Speech Processing

Learning to write speech controlled systems

Danny Staple’s Learn robotics Programming includes a chapter on the Mycroft speech recognition system, writing code for a Raspberry Pi interface to control a robot through talking with Python.

Definition

The ability to understand(to some limited degree) natural language aurally (through hearing).

Sci Fi

As recognising speech is an ability taken for granted by humans, it is also taken for granted that an advanced robot will do so too. In light of this, most Sci Fi robots and computers possess some level of speech processing, often far in advance of contemporary technology.

While the bot may only be able to respond in beeps and whistles, they often have the ability to follow whole conversations. some simpler ones simply obey a command.

Limitations

While it is rapidly improving, most speech recognition still prefer abruptly spoken commands. They can rarely follow a full conversation, as the higher level AI for that kind of system just does not exist.

They must be trained, and can fail to recognise speech when spoken with a different accent or dialect, or when someone has a cold.

Current Technology

The Google, Siri and Alexa systems have started to make robots that can listen and talk commonplace, with their abilities and speed growing rapidly.

The question with these is how much of the processing is done locally on the device, and how much involves sending your words to remote computers in the cloud, which has speed and privacy concerns, as well as robustness if it relies on a connection to the internet.

There are a number of single chip devices on the market which offer speech recognition ability. They are often a little limited, but for a device which requires simple one or two word commands, they more than suffice.

Universities and Research groups are constantly striving to improve the current offerings, and remove many of the known limitations.

Uses

It is used in the hobbyist robot community with various Raspberry pi offerings, with the Learn Robotics Programming book showing a way to add this into your own projects.

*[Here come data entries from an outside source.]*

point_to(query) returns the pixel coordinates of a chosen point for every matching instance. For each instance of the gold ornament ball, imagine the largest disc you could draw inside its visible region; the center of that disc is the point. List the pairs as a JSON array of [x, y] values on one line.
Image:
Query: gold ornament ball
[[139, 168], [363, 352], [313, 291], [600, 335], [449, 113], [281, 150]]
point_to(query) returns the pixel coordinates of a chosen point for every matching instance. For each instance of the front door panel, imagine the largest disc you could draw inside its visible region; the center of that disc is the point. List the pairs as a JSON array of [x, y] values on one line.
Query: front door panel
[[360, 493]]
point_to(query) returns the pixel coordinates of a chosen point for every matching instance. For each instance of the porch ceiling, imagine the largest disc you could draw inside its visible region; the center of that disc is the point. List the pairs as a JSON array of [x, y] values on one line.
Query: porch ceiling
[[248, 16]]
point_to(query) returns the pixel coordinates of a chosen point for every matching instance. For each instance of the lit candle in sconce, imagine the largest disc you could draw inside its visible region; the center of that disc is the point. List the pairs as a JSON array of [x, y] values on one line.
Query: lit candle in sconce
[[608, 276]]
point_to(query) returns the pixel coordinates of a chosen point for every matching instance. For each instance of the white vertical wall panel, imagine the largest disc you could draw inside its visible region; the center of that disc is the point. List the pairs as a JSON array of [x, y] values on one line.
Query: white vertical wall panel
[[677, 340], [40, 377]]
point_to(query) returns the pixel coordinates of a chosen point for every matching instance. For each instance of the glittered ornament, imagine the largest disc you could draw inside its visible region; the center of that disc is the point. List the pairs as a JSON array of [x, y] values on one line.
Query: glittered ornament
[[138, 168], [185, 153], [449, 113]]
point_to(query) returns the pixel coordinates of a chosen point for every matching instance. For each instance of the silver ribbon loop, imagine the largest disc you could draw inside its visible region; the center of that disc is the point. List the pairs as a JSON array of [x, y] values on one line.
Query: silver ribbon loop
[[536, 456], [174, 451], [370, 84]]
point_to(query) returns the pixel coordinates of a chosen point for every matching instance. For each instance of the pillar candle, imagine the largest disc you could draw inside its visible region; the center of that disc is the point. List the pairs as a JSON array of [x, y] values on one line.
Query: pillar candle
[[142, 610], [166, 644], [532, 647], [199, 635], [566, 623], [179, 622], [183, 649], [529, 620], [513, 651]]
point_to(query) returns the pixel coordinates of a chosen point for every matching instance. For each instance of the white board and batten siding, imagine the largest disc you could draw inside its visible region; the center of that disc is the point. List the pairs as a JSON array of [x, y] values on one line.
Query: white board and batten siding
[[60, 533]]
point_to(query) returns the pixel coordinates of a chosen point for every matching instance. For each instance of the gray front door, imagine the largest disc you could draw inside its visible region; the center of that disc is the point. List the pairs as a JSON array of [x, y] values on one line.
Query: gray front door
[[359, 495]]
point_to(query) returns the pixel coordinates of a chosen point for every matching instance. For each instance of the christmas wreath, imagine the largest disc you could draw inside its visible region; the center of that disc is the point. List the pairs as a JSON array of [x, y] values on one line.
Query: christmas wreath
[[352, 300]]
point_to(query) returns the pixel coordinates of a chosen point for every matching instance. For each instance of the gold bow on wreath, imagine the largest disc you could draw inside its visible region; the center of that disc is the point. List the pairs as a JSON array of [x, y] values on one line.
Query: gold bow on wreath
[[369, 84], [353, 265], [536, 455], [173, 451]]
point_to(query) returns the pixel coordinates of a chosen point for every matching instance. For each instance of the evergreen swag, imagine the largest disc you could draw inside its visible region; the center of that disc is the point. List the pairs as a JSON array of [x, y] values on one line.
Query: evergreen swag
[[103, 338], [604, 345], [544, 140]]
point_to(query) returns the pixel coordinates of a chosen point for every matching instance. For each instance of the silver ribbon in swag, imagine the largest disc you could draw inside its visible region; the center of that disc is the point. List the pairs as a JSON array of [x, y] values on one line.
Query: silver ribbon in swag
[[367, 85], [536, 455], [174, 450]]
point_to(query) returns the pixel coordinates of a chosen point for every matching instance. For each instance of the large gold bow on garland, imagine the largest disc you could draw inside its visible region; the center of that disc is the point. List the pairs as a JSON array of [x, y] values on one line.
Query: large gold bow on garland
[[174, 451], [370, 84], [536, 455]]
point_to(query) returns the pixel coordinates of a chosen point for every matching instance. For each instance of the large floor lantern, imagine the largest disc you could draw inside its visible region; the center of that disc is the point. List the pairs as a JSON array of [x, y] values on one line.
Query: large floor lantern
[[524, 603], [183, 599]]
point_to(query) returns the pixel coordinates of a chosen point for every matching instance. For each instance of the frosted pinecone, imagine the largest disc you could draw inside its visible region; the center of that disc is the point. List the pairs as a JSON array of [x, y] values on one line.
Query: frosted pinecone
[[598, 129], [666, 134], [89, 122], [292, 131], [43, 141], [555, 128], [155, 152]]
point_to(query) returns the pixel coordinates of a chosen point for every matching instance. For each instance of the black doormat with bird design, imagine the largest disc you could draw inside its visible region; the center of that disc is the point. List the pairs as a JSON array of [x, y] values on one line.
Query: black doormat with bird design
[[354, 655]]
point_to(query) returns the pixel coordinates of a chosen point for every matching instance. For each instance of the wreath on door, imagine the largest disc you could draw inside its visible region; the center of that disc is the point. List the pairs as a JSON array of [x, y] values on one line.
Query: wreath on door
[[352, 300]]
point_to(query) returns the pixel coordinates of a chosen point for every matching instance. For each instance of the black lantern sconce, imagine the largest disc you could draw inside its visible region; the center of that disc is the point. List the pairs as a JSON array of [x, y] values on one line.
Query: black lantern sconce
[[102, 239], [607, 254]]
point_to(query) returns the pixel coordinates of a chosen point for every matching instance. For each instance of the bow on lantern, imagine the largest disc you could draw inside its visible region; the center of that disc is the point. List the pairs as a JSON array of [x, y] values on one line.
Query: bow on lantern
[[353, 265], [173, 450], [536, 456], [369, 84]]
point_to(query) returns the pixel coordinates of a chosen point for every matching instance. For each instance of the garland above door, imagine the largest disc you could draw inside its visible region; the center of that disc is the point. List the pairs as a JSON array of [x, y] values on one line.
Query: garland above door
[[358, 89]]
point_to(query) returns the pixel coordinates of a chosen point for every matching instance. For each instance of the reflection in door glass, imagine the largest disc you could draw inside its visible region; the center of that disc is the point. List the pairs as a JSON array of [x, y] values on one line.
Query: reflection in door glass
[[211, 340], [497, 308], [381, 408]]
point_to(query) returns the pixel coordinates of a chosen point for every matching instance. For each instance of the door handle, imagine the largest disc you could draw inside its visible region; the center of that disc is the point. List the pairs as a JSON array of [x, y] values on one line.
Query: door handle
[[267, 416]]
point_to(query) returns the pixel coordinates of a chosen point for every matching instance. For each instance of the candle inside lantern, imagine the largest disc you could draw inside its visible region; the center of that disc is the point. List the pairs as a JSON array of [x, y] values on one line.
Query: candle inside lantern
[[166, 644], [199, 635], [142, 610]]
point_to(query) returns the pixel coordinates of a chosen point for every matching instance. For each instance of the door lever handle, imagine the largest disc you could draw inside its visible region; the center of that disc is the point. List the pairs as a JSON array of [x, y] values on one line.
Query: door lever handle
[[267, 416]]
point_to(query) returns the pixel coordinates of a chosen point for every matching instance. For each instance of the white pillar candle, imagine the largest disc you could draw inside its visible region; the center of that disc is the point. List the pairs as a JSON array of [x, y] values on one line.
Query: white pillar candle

Some offices use them for dictation, although a well trained typist will be excessively faster.

Mobile phones commonly have basic recognition of names for a lookup, though this is quite an unreliable system.

Perhaps a more interesting use at the moment is in Subtitling. A current technique known as respeaking means a human operator listens to a program, and the respeaks the dialogue, without inflection, dialect or accents into a capture program. It is a fledgling technology, and the final goal is to take the human operator out of the loop. This use will certainly start to push the bounds of context inference.

In-car navigation systems allow a destination to be spoken to it for it to route to.

Our Future

Certainly for domestic robots, it is worth having this feature, and as the technology gets better, there will come a point where you can instruct your robot vocally - having the robot respond in all manner of ways (a simply beep pattern would suffice).

Industrial robots in dangerous environments should have enough to at least recognise the STOP command yelled at them. this would enhance safety a great deal.